Singen und Tanzen gleichzeitig klappt inzwischen schon ganz gut. Naja. Fast. "Au!", rutscht es mir raus, als ein Mit-Komparse gegen mein Schienbein rennt. Zum Glück hat er keine Schuhe an. Beim nächsten Mal schlage ich ihm vor, mal mein linkes Bein zu nehmen. Dann stolpere ich über meine eigenen Füße. Hat er gesehen, oder? Na klar. Wir müssen grinsen.

Seit der ersten Probe mit Ballett-Chefin Annett Göhre Ende Juli heißt es vor den Schritten und Drehungen: Fersen in den Boden, Arme hängen lassen, Bauchnabel zur Wirbelsäule und Brustbein zur Sonne. Danach oft pädagogisch: "Da war schon viel Schönes dabei." Vor zwei Wochen hat Annett Göhre gesagt: "Endlich mal Schauspiel!" Sie freut sich wirklich darüber. Auch jetzt noch. "Man kriegt so viel zurück und alle sind hoch motiviert bis in den kleinen Zeh", erklärt sie. Damit kleine Zehen und große Töne sich nicht ins Gehege kommen, hat sich die Ballett-Chefin extra besondere Choreografien ausgedacht. "Die Bewegung soll den Gesang unterstützen", sagt sie. Zum Beispiel: Wenn der Ton rauf muss, geht die Bewegung nicht runter. Außerdem will sie das Tanz-Level hochhalten - uns Statisten aber nicht überfordern.

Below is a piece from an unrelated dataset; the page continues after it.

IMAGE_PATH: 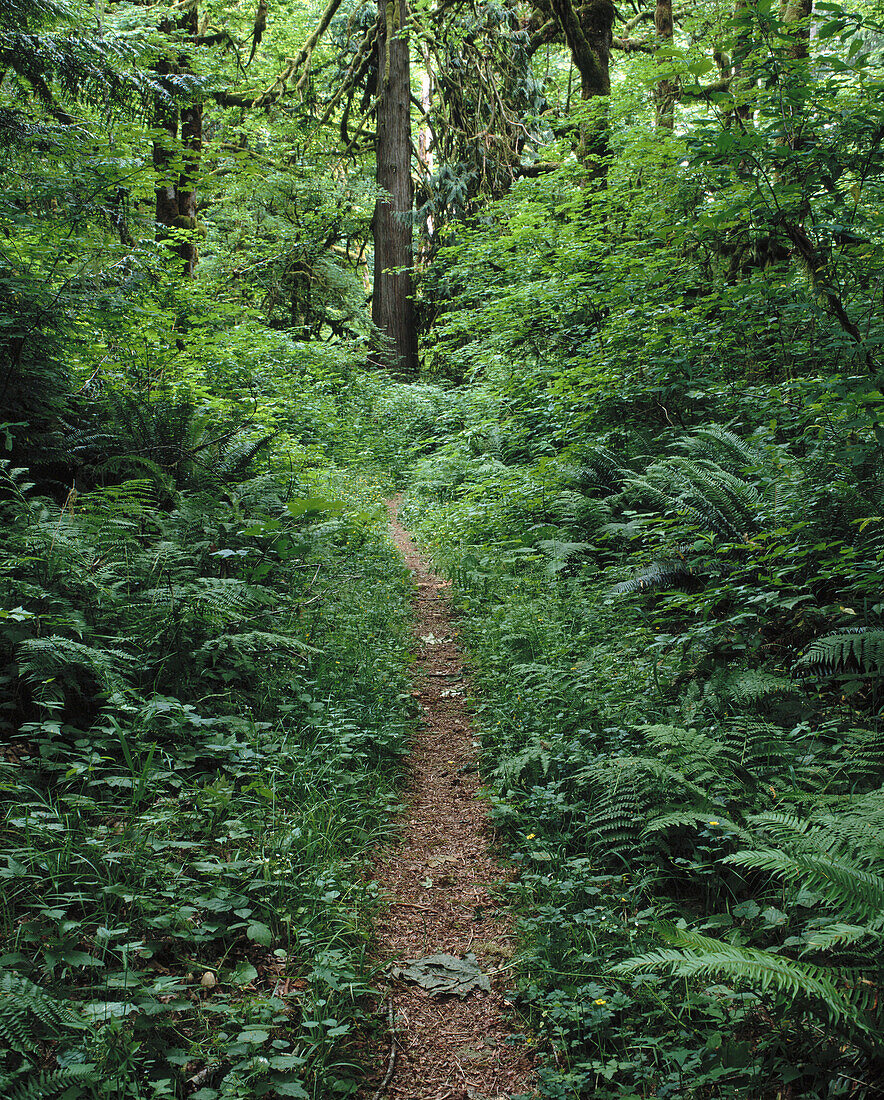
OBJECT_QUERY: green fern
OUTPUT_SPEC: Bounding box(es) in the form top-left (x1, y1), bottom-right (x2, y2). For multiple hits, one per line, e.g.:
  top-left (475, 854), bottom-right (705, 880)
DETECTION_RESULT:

Zum Glück sind die Profi-Tänzer jederzeit bereit, sich zu uns zu gesellen und sich auf die Füße glotzen zu lassen. Persönliche Nachhilfe inklusive. Zum Beispiel für mich, die gelegentlich den Körperklaus gibt, und meinen schienbeintretenden Mitstreiter. Damit wir die richtigen Schritte bald so gut draufhaben, dass wir auch noch an unseren Chor-Einsatz denken: "Oh yeah!"